Nachdem ich die Kleinen, außer Virginia, die inzwischen ganz fröhlich vorm Fernseher saß, zum Schulbus gebracht, meiner Mutter und der Kleinen alles für den Tag bereitgestellt hatte, ging auch ich zur Schule. Allerdings konnte ich mich heute nicht wirklich konzentrieren, meine Gedanken schweiften während des Unterrichts immer wieder zur Jobsuche ab. Erst ein Kichern riss mich aus den Gedanken an meine Geldprobleme. Verunsichert sah ich auf und erblickte rundherum nur feixende Klassenkameraden sowie das erwartungsvolle Gesicht meines Mathelehrers. Ich hatte völlig vergessen, dass ich ja im Mathekurs saß, und wahrscheinlich hatte Mr. Davidson mich gerade etwas gefragt.

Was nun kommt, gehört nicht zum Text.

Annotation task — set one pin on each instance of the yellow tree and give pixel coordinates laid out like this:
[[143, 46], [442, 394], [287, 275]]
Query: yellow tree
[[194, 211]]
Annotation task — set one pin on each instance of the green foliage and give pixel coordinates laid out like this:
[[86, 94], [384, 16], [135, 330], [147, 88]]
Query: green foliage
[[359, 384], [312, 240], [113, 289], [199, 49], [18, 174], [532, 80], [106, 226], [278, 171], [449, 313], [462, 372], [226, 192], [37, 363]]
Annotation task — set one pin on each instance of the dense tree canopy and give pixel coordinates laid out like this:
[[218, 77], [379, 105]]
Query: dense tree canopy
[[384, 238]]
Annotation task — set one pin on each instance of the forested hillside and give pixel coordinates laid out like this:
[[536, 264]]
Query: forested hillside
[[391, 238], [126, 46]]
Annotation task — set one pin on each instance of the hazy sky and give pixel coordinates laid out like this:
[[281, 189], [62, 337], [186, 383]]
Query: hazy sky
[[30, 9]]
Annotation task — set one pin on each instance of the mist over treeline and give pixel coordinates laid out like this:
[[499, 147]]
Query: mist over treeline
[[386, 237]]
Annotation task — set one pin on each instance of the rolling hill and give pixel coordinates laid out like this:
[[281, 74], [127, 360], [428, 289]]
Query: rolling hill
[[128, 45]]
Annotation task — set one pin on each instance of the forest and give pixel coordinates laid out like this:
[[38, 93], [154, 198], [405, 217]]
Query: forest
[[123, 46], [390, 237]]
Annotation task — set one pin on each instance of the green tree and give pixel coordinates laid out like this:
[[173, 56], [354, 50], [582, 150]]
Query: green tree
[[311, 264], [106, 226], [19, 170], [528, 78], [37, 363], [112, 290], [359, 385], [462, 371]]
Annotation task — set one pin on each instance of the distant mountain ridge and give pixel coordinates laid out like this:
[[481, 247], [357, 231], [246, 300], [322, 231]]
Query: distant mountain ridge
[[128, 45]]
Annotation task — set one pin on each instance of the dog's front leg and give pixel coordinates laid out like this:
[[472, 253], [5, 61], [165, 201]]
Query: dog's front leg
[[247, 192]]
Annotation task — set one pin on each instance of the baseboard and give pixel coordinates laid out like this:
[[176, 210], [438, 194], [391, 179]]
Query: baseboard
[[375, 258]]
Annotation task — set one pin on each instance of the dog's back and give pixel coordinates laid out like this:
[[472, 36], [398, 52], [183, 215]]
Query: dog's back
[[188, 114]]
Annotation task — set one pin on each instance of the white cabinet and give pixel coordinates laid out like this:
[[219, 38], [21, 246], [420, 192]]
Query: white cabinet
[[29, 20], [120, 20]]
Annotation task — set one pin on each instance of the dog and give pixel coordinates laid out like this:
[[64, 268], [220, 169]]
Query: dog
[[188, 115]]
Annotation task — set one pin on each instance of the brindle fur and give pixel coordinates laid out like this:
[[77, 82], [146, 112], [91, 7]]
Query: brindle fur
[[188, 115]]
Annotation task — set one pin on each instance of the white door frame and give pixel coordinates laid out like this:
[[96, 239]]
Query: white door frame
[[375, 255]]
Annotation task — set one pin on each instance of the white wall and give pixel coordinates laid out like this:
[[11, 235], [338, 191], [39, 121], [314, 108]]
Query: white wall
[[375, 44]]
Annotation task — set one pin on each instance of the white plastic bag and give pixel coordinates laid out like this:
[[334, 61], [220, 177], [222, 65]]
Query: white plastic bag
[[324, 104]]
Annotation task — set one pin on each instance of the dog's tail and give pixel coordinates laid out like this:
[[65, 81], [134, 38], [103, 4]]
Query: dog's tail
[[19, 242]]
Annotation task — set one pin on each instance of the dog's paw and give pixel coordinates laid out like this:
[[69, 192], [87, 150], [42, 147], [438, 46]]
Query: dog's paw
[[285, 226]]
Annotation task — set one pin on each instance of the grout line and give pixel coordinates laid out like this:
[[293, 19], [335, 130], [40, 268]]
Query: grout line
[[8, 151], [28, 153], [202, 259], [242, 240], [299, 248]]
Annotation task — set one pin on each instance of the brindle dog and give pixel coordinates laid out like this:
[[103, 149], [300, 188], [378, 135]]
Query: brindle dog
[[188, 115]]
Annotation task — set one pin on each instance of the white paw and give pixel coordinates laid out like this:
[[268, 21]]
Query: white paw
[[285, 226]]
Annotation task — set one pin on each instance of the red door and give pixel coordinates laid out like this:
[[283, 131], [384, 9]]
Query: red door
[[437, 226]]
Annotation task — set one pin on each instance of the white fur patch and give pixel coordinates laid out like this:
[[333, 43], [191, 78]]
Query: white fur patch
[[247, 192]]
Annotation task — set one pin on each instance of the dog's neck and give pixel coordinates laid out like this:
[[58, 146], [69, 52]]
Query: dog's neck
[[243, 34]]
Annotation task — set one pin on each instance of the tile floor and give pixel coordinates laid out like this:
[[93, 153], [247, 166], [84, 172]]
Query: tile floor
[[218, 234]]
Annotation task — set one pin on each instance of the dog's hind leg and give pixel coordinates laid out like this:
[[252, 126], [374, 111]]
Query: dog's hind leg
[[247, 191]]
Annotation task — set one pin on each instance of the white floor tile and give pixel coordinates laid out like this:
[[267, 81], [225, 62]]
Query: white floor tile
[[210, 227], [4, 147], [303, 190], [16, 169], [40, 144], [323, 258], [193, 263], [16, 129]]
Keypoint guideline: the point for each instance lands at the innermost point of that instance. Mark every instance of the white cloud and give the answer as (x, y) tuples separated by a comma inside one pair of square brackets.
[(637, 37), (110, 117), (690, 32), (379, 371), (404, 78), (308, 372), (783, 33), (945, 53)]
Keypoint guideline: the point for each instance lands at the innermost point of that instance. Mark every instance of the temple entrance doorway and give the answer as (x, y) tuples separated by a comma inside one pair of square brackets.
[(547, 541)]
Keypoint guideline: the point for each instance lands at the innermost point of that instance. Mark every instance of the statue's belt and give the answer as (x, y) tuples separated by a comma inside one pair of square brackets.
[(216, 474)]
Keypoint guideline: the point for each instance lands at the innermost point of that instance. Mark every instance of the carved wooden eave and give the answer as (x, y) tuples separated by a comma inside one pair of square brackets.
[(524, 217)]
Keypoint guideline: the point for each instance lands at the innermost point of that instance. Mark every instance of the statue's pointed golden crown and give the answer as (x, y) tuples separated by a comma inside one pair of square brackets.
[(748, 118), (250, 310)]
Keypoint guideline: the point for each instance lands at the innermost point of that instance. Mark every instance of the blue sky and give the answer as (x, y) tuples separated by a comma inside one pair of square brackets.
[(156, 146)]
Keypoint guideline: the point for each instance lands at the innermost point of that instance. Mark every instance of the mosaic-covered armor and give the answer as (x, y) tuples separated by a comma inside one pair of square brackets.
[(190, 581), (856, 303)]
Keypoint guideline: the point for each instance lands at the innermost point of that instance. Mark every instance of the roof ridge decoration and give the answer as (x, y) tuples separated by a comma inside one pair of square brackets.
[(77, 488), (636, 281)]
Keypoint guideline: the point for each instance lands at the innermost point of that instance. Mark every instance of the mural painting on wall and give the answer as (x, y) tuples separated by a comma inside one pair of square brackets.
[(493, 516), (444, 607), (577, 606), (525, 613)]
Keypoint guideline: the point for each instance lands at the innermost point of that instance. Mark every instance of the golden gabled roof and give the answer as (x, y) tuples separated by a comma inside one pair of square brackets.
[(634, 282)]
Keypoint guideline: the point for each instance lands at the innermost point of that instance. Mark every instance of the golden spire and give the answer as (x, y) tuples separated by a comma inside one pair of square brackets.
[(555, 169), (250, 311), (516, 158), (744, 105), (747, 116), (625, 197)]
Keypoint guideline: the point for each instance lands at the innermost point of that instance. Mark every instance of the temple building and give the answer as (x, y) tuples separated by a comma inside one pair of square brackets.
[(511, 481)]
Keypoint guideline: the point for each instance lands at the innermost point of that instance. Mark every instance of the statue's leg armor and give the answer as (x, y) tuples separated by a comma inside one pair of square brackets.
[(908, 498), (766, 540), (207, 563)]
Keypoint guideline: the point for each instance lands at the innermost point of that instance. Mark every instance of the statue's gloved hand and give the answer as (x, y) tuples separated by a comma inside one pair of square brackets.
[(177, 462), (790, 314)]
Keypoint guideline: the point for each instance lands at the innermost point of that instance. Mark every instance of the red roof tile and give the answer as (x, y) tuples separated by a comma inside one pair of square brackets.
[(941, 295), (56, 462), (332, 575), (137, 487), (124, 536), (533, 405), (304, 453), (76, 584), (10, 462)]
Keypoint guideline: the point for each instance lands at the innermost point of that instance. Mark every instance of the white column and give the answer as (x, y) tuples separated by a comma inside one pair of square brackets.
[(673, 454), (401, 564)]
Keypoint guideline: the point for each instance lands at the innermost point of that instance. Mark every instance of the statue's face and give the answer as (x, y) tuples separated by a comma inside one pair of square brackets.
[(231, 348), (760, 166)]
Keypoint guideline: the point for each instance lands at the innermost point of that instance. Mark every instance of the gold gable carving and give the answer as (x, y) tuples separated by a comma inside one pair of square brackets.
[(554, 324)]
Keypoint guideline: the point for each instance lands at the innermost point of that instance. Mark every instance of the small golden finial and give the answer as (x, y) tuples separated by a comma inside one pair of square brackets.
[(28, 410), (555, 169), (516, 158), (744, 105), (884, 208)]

»Destiny Arizona Clark. Geh endlich an die Tafel und zeig uns den Rechenweg.« Seufzend stand ich auf und schlich nach vorn. Das konnte noch heiter werden. Ich hatte keine Ahnung, um welche Aufgabe es gerade ging, und weder einer meiner Mitschüler noch Mr. Davidson dachten daran, mir zu helfen. Sie genossen es viel zu sehr, mich zu demütigen. Niemand unterstützte den Freak der Klasse. Die anderen Lehrer nicht und Mr. Davidson – der sadistische Mathelehrer – schon gar nicht, das zeigte ja schon, dass er mich bei meinem vollen Namen rief. Konnte er nicht Ari zu mir sagen? Das klang nicht ganz so furchtbar. Viele Schüler hatten Spitznamen, die er auch benutzte, nur mich musste er immer bei meinem richtigen Namen nennen. Er hasste mich regelrecht. Normalerweise war ich ein Ass in Mathe und hatte ihn schon mehr als einmal auf Fehler aufmerksam gemacht. Aber heute war ich zu abgelenkt gewesen, um überhaupt zu wissen, was er von mir wollte. Alle Mathekünste halfen nicht, wenn man die Aufgabe nicht kannte.

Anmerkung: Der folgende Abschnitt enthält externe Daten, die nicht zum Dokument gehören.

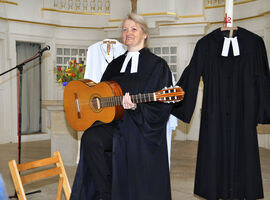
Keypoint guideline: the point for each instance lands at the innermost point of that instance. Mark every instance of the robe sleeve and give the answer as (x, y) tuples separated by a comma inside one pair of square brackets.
[(263, 76), (189, 81), (151, 118)]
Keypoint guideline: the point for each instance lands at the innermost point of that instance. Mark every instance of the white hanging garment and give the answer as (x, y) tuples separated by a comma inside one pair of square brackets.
[(98, 58)]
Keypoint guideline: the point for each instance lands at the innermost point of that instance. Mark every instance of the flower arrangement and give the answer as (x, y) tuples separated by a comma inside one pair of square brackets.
[(74, 71)]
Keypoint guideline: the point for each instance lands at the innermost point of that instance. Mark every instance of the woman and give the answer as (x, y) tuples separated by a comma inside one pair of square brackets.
[(139, 169)]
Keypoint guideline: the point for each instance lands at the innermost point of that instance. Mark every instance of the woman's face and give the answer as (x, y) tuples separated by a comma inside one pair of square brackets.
[(133, 36)]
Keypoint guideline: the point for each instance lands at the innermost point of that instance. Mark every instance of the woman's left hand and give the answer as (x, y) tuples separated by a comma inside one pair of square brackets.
[(127, 103)]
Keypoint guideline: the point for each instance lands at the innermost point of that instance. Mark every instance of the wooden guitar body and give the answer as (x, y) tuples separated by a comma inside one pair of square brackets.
[(82, 103)]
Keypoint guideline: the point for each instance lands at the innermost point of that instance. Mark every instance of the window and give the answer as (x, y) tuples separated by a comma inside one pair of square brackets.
[(65, 54)]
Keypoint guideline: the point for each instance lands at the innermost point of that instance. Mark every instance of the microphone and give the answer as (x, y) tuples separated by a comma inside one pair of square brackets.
[(44, 49)]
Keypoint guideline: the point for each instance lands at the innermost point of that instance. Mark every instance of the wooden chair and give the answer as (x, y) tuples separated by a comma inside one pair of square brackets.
[(58, 169)]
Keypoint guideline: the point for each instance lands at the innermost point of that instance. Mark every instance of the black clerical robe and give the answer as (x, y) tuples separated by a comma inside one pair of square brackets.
[(236, 97), (140, 168)]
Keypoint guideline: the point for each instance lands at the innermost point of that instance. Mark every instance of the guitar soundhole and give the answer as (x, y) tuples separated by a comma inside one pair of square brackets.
[(95, 103)]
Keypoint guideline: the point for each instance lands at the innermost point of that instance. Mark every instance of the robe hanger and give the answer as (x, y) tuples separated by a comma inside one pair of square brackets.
[(228, 19), (109, 42), (231, 29)]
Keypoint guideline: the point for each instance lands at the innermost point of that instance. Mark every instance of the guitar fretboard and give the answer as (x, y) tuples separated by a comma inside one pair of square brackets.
[(117, 100)]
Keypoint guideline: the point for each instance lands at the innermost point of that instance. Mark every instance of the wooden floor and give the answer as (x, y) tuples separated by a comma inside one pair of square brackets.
[(182, 169)]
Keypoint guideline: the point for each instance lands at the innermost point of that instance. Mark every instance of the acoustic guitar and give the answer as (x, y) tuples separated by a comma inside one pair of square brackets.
[(86, 102)]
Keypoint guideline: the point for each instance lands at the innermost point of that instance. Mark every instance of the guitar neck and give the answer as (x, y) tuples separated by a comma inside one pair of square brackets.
[(117, 100)]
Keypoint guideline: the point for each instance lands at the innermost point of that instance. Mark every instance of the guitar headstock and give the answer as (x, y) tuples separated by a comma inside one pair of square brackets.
[(170, 95)]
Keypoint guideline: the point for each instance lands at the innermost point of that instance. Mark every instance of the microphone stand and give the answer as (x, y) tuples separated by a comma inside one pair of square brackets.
[(19, 67)]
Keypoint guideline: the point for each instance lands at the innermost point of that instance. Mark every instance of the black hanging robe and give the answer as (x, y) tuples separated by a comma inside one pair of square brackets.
[(140, 168), (236, 97)]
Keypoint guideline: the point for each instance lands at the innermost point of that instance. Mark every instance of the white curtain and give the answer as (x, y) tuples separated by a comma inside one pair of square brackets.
[(31, 88)]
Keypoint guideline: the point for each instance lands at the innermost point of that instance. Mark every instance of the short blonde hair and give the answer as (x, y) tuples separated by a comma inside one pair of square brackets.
[(138, 19)]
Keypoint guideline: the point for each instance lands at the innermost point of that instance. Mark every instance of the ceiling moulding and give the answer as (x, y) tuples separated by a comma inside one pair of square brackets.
[(73, 12), (153, 19), (183, 29), (235, 3), (51, 24), (9, 2)]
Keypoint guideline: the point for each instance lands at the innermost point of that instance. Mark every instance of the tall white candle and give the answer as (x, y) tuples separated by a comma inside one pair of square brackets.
[(229, 13)]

»Na wird es bald, Miss Clark? Die Rechnung bitte.« Er grinste mich so hämisch an, dass ich ihn am liebsten geschlagen hätte. Aber das kam natürlich nicht infrage.

»Tut mir leid, Mr. Davidson. Ich war kurz in Gedanken und habe die Aufgabenstellung verpasst.« Schuldbewusst sah ich nach unten und hoffte, er hatte Erbarmen mit mir. Ich brauchte einfach gute Noten, um mir nicht alle Chancen auf ein Collegestipendium zu verbauen, und wenn ich dafür ab und zu arschkriechen müsste, dann war das halt so. Stolz wäre in dieser Situation völlig unangebracht. Wer nichts hatte, konnte sich das nicht leisten. Doch Mr. Davidson kannte keine Gnade.

»Setzen, sechs.« Mehr sagte er nicht, und die halbe Klasse fing an zu lachen, während ich zurück zu meinem Platz schlich. Wie gern hätte ich diesem Arschloch die Meinung gesagt, aber ich schluckte es - wie so oft - herunter. Jetzt aufzubegehren würde alles nur noch schlimmer machen. Wen interessierten schon die Collegeträume eines Mädchens aus dem Trailerpark? Für die meisten stand sowieso fest, dass aus mir nie etwas werden würde.

Ich gehörte zum Abschaum der Gesellschaft, und so sehr ich meine Mutter liebte, mit den Namen, die sie meinen Geschwistern und mir gegeben hatte, war es nicht leichter, dagegen anzukämpfen. Wer außer ihr benannte seine Kinder denn auch nach Bundesstaaten und Städten, in die sie einmal reisen wollte, es aber doch nie schaffen würde?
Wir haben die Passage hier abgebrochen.